Current LLMs fail if what you're coding is not the most common of tasks. And a simple web app is about as basic as it gets.

I've tried using LLMs for some libraries I'm working on, and they failed miserably. Trying to make an LLM implement a trait with a generic type in Rust is a game of luck with very poor chances.

I'm sure LLMs can massively speed up tasks like front-end JavaScript development, simple Python scripts, or writing SQL queries (which have been written a million times before).

But for anything even mildly complex, LLMs are still not suited.

dathinab|1 year ago

I don't think if complexity is the right metric.

front-end JS can easily also become very complex

I think a better metric is how close you are to reinventing a wheel for the thousands time. Because that is what LLMs are good at: Helping you write code which nearly the same way has already been written thousands of times.

But that is also something you find in backend code, too.

But that is also something where we as a industry kinda failed to produce good tooling. And worse if you are in the industry it's kinda hard to spot without very carefully taking a hounded (mental) steps back from what you are used to and what biases you might have.

znpy|1 year ago

I had similar experiences:

1. Aasked ChatGPT to write a simple echo server in C but with this twist: use io_uring rather than the classic sendmsg/recvmsg. The code it spat out wouldn't compile, let alone work. It was wrong on many points. It was clearly pieces of who-knows-what cut and pasted together. However after having banged my head on the docs for a while I could clearly determine from which sources the code io_uring code segments were coming. The code barely made any sense and it was completely incorrect both syntactically and semantically.
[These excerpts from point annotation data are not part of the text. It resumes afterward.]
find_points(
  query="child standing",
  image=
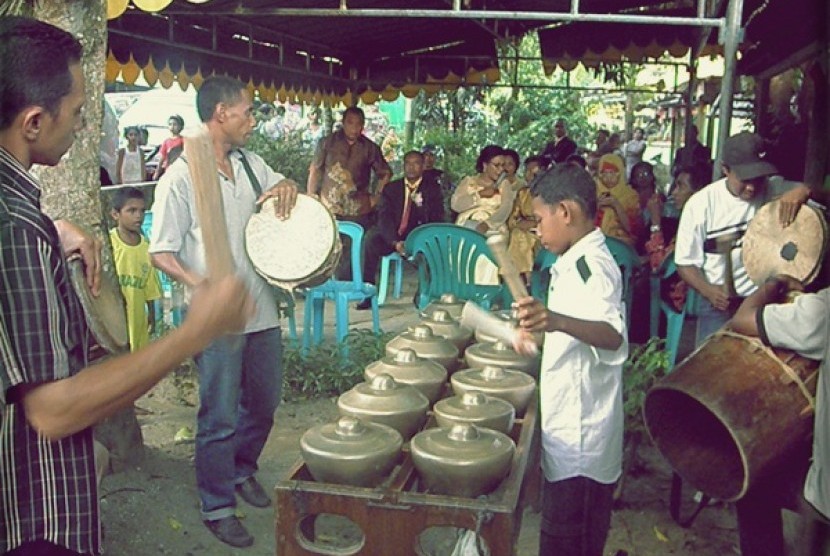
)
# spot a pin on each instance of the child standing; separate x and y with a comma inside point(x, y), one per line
point(130, 165)
point(171, 147)
point(139, 280)
point(581, 375)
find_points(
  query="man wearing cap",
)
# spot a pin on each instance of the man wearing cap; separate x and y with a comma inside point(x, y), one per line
point(713, 223)
point(561, 147)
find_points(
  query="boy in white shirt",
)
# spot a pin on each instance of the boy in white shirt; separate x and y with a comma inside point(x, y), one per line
point(581, 377)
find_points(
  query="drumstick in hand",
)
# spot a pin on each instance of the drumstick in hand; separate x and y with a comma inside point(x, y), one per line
point(201, 163)
point(507, 268)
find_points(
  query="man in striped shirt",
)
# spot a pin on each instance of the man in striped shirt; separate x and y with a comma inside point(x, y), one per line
point(52, 395)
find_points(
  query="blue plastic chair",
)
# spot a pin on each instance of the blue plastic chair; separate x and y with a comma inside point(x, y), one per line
point(628, 261)
point(342, 292)
point(674, 319)
point(540, 275)
point(396, 259)
point(446, 256)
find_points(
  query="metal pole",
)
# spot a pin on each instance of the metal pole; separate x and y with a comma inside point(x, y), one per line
point(731, 35)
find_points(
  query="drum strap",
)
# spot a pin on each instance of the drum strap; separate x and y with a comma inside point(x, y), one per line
point(251, 176)
point(791, 374)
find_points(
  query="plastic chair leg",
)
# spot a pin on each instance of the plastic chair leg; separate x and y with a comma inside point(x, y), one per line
point(376, 313)
point(342, 317)
point(654, 305)
point(674, 328)
point(398, 278)
point(383, 285)
point(292, 324)
point(308, 329)
point(319, 306)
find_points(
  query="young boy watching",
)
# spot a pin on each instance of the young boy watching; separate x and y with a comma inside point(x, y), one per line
point(581, 374)
point(137, 277)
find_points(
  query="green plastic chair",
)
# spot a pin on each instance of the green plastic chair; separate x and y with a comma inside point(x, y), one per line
point(446, 257)
point(628, 261)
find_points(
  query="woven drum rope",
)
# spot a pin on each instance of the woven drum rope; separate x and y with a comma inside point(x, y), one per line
point(791, 374)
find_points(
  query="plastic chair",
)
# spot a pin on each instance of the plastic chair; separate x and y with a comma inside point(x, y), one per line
point(628, 261)
point(395, 258)
point(286, 305)
point(342, 292)
point(446, 256)
point(540, 276)
point(674, 319)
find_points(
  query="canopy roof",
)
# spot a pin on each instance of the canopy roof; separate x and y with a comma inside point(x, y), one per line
point(315, 51)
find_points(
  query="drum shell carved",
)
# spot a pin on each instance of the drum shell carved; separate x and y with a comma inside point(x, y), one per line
point(729, 412)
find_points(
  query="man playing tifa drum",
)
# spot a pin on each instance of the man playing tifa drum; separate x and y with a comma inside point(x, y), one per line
point(239, 376)
point(708, 246)
point(802, 326)
point(52, 397)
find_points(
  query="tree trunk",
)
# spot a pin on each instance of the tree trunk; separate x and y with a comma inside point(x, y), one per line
point(71, 190)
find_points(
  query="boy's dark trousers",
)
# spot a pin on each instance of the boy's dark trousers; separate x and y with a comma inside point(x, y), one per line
point(576, 517)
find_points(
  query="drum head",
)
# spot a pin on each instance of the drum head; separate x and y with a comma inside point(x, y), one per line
point(106, 314)
point(770, 249)
point(293, 251)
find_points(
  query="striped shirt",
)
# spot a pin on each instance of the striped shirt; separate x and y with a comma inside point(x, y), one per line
point(47, 488)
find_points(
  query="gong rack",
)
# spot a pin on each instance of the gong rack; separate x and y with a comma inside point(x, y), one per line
point(392, 515)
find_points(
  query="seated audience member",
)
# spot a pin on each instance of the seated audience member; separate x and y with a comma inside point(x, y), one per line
point(618, 207)
point(524, 243)
point(484, 201)
point(404, 205)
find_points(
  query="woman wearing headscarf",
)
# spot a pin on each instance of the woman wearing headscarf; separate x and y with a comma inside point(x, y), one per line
point(618, 205)
point(484, 201)
point(524, 243)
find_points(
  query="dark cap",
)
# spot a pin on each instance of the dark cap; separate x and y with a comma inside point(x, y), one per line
point(744, 153)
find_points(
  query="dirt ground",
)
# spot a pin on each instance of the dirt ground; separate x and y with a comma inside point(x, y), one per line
point(153, 509)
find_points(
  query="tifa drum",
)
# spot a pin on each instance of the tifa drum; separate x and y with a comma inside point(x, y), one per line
point(770, 249)
point(730, 411)
point(302, 250)
point(106, 313)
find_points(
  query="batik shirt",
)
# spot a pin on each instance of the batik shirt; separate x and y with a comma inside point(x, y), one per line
point(48, 488)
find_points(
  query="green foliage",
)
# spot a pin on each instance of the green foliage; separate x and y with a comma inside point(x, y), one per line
point(646, 364)
point(325, 370)
point(289, 156)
2. Asked another LLM to write an AWS IAM policy according to some specifications. It hallucinated and used predicates that do not exist at all. I mean, I could have done it myself if I just could have made predicates up.
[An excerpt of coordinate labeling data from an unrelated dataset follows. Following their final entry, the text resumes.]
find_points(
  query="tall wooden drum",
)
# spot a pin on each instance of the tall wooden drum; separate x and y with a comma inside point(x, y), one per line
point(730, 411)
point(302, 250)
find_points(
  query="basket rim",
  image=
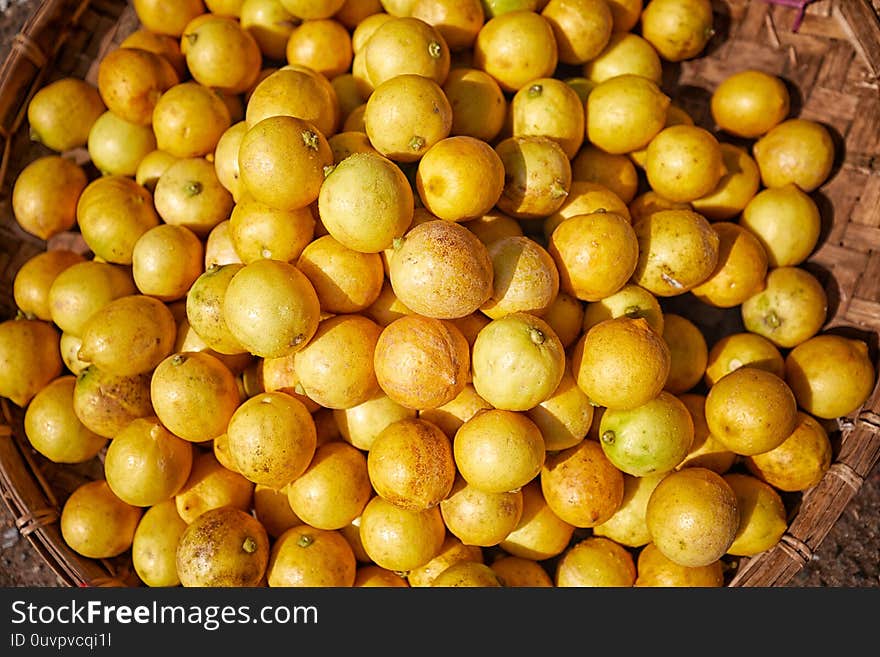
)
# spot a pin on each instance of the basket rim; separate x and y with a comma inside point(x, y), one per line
point(37, 512)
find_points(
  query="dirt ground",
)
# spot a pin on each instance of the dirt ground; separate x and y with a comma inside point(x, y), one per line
point(848, 557)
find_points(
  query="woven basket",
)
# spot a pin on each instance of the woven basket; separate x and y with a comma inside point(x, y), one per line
point(829, 53)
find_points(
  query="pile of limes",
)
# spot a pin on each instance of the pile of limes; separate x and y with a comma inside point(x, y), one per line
point(377, 293)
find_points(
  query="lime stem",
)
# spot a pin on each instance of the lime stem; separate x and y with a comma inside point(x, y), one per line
point(310, 139)
point(537, 335)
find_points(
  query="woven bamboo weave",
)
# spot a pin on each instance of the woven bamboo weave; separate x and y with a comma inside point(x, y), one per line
point(827, 51)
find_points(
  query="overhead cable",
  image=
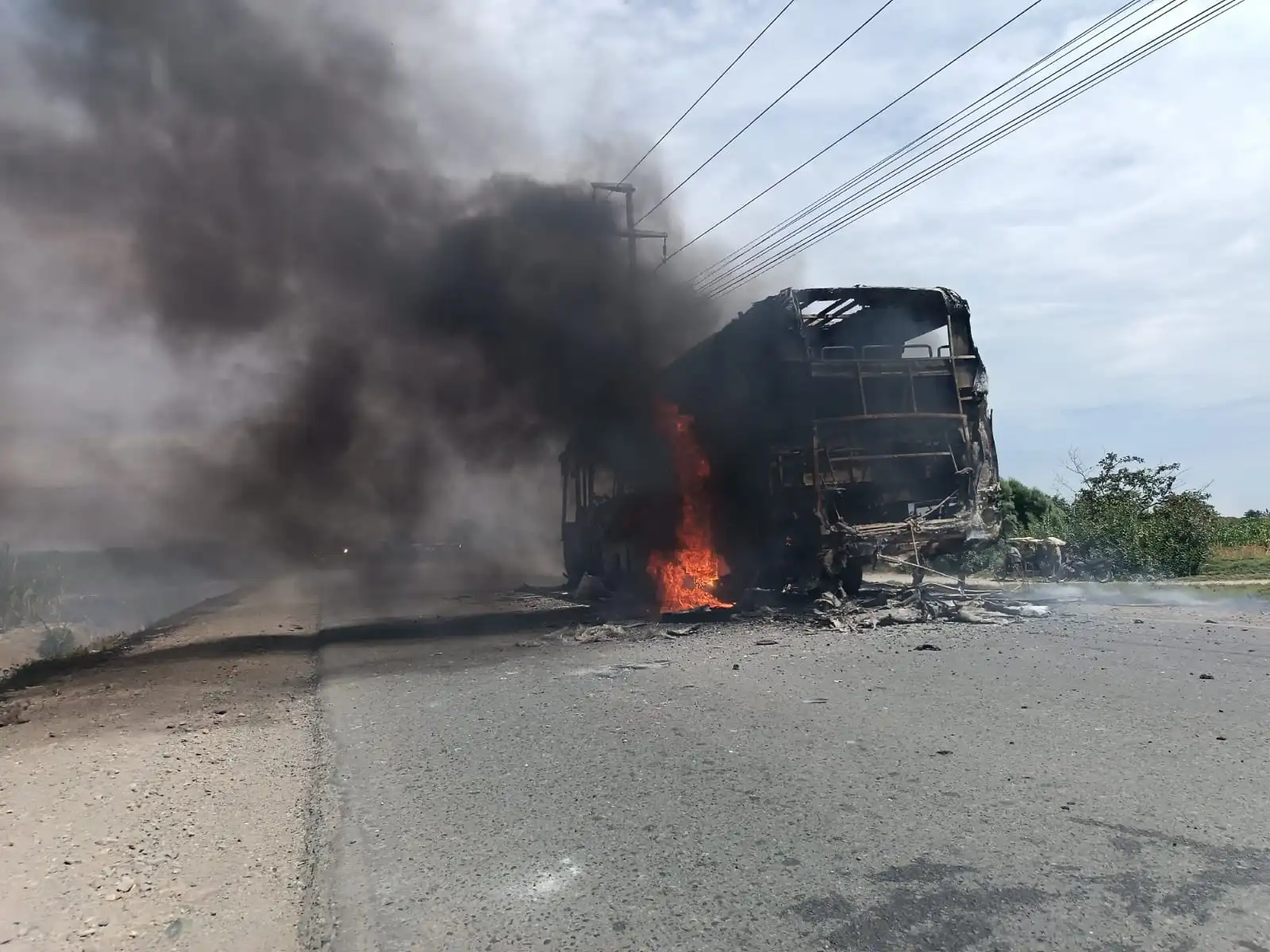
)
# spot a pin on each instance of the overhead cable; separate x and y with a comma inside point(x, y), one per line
point(1076, 89)
point(695, 102)
point(855, 129)
point(766, 109)
point(1028, 75)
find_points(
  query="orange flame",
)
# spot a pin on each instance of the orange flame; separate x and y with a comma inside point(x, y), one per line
point(689, 577)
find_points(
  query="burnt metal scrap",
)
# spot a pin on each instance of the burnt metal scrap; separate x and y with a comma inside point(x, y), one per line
point(841, 425)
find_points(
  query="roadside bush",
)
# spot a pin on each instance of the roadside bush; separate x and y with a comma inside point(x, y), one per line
point(1136, 518)
point(29, 590)
point(1250, 530)
point(56, 643)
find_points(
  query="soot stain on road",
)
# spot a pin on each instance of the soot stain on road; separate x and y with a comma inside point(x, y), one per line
point(1198, 895)
point(930, 908)
point(937, 905)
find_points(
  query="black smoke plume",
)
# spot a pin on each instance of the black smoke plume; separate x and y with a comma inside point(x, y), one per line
point(279, 194)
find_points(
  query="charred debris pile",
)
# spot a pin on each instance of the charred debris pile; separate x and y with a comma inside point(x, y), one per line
point(876, 606)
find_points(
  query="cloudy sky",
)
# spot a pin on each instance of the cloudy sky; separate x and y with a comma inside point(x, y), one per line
point(1114, 253)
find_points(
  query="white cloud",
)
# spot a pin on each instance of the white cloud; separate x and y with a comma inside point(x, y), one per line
point(1114, 251)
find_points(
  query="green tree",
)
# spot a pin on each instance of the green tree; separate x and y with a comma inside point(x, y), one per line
point(1137, 518)
point(1026, 511)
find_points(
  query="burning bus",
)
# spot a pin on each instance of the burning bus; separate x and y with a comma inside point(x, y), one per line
point(818, 431)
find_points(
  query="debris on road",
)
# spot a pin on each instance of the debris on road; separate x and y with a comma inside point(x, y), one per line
point(892, 605)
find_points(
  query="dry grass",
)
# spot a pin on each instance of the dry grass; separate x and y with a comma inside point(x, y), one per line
point(1233, 554)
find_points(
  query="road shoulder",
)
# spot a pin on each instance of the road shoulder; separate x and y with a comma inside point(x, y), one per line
point(160, 800)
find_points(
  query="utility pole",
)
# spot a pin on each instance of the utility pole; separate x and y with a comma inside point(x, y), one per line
point(633, 235)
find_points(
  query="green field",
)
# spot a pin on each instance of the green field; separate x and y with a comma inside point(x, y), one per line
point(1237, 562)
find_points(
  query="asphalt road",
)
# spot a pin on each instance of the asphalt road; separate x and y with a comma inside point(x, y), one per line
point(1060, 784)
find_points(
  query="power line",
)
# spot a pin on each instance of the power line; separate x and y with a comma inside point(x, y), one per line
point(673, 125)
point(740, 276)
point(850, 132)
point(1076, 89)
point(768, 108)
point(740, 267)
point(1019, 83)
point(1019, 79)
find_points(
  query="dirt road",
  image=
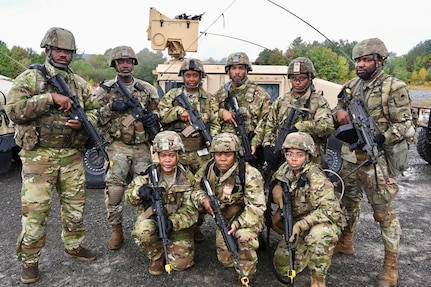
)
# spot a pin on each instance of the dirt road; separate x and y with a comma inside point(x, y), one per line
point(128, 266)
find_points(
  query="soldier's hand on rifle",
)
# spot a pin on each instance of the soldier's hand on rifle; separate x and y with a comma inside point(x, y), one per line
point(150, 120)
point(64, 103)
point(342, 117)
point(295, 232)
point(169, 226)
point(118, 106)
point(145, 192)
point(229, 117)
point(207, 205)
point(74, 124)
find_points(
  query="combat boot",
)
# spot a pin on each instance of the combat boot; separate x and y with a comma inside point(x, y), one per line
point(29, 273)
point(389, 276)
point(116, 239)
point(156, 266)
point(345, 243)
point(249, 277)
point(317, 281)
point(80, 253)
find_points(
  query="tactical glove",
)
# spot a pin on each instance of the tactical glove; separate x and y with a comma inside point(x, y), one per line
point(150, 120)
point(118, 106)
point(145, 192)
point(379, 139)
> But for anything even mildly complex, LLMs are still not suited.

Agreed, and I'm not sure we are any close to them being.

PaulHoule|1 year ago

Roughly LLMs are great at things that involve a series of (near) 1-1 correspondences like “translate 同时采访了一些参与其中的活跃用户 to English” or “How do I move something up 5px in CSS without changing the rest of the layout?” but if the relationship of several parts is complex (those Rust traits or anything involving a fight with the borrow checker) or things have to go in some particular order it hasn’t seen (say US states in order of percent water area) they struggle.

SQL is a good target language because the translation from ideas (or written description) is more or less linear, the SQL engine uses entirely different techniques to turn that query into a set of relational operators which can be rewritten for efficiency and compiled or interpreted. The LLM and the SQL engine make a good team.

infecto|1 year ago

I’d bet that about 90% of software engineers today are just rewriting variations of what’s already been done. Most problems can be reduced to similar patterns. Of course, the quality of a model depends on its training data—if a library is new or the language isn’t widely used, the output may struggle. However, this is a challenge people are actively working on, and I believe it’s solvable.
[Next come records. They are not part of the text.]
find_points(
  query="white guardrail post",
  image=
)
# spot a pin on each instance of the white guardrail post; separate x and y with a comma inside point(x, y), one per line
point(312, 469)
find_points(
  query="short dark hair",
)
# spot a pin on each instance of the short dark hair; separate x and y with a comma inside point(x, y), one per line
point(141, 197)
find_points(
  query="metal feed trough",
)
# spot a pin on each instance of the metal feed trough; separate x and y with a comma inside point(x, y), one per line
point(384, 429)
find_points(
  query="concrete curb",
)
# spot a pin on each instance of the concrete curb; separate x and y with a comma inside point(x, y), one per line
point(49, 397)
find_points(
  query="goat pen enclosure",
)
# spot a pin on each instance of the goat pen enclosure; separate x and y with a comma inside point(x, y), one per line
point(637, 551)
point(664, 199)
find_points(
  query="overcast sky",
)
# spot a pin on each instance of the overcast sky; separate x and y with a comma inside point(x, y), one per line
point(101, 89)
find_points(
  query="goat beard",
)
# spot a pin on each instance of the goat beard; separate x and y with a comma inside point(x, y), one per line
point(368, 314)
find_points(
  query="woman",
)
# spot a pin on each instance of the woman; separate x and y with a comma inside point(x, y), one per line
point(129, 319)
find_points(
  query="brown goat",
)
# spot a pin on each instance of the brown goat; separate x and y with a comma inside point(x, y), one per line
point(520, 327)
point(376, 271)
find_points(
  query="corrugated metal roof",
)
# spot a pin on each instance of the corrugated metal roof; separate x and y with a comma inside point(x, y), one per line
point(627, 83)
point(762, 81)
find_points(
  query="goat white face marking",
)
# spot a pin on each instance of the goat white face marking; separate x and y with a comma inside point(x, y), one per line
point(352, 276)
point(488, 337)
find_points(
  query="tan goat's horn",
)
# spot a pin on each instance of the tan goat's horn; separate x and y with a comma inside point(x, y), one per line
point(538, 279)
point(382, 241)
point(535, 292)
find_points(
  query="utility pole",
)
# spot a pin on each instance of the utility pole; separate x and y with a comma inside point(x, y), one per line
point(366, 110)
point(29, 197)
LLMs are definitely suited for tasks of varying complexity, but like any tool, their effectiveness depends on knowing when and how to use them.

ben_w|1 year ago

> Current LLMs fail if what you're coding is not the most common of tasks

Succeeding on the most common tasks (which isn't exactly what you said) is identical to "they're useful".

bee_rider|1 year ago

> Not once did he need to ask me a question. When I asked him "how long did this take" and expected him to say "a few weeks" (it would have taken me - a far more experienced engineer - 2 months minimum).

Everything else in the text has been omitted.